Post questions here relative to DataStage Enterprise/PX Edition for such areas as Parallel job design, Parallel datasets, BuildOps, Wrappers, etc.

Moderators: chulett, rschirm, roy

Post Reply
dmotoc
Participant
Posts: 6
Joined: Mon Oct 13, 2008 11:30 am
Location: Canada

Comparing a new db snapshot to the previous and get a delta

Post by dmotoc »

Hello there

I'm trying to compare a new snapshot table (Oracle) with the previous, geta delta and then apply the delta to a destination table

The size of the snapshot(s) is quite big, 2-3 mil rows.

Which approach do you recomand? using datasets, Outer Joins?...

Thanks for your assistence
D
ray.wurlod
Participant
Posts: 54607
Joined: Wed Oct 23, 2002 10:52 pm
Location: Sydney, Australia
Contact:

Post by ray.wurlod »

Welcome aboard.

Many approaches are available. First question is how accessible the previous snapshot is. It's probable that Oracle has a comparison tool (I don't know).
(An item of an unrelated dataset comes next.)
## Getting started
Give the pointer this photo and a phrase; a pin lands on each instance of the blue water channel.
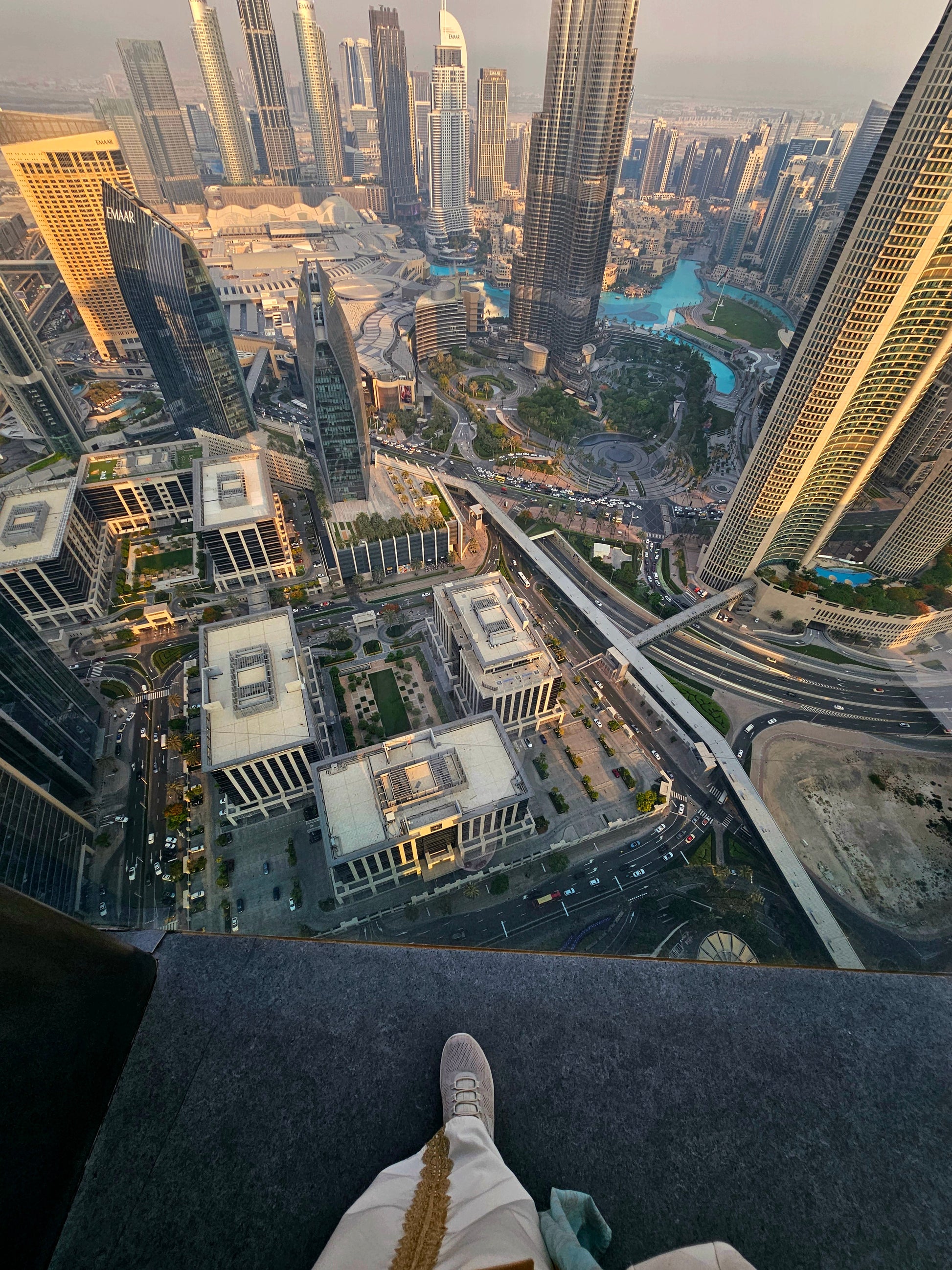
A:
(680, 290)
If you want to do it within DataStage, probably the best approach is to use one of the change detection stage types, namely Difference, Compare or Change Capture. These are all similar, but subtly different. It depends what you want as the result which you choose.
IBM Software Services Group
Any contribution to this forum is my own opinion and does not necessarily reflect any position that IBM may hold.
dmotoc
Participant
Posts: 6
Joined: Mon Oct 13, 2008 11:30 am
Location: Canada

Post by dmotoc »

Thanks for your reply Ray

I want to do it in DataStage, as a proof of concept.

Both snapshots are in the same database. Their size is bigger than I thought at the beginning, they have arround 20 mil rows each.

By comparing the earlier snapshot to a latter snapshot we can get the static set and the changed set. The set of differences can be split into 'old rows no longer in the base' (delta1) and 'rows added to the base' (delta2)
Bases should be compared on the defined PK of the target table.

I tried the ChangeCapture stage...question is: can I have the two input links straight from the two transformers? Or should they go through an intermediary stage? Do they need to be sorted before?
I marked as keys the fields that are making the PK on the target table leaving ALL the other fields as values. Not sure if this is correct...

Thanks for your help
dougcl
Premium Member
Premium Member
Posts: 137
Joined: Thu Jun 24, 2010 4:28 pm

Post by dougcl »

The inputs to the CDC stage are supposed to be sorted on the primary key. If you don't put one there, one will be added automatically, unless you have prevented sort insertion via environment variable.

It should be correct to compare all columns except the primary key(s).
Post Reply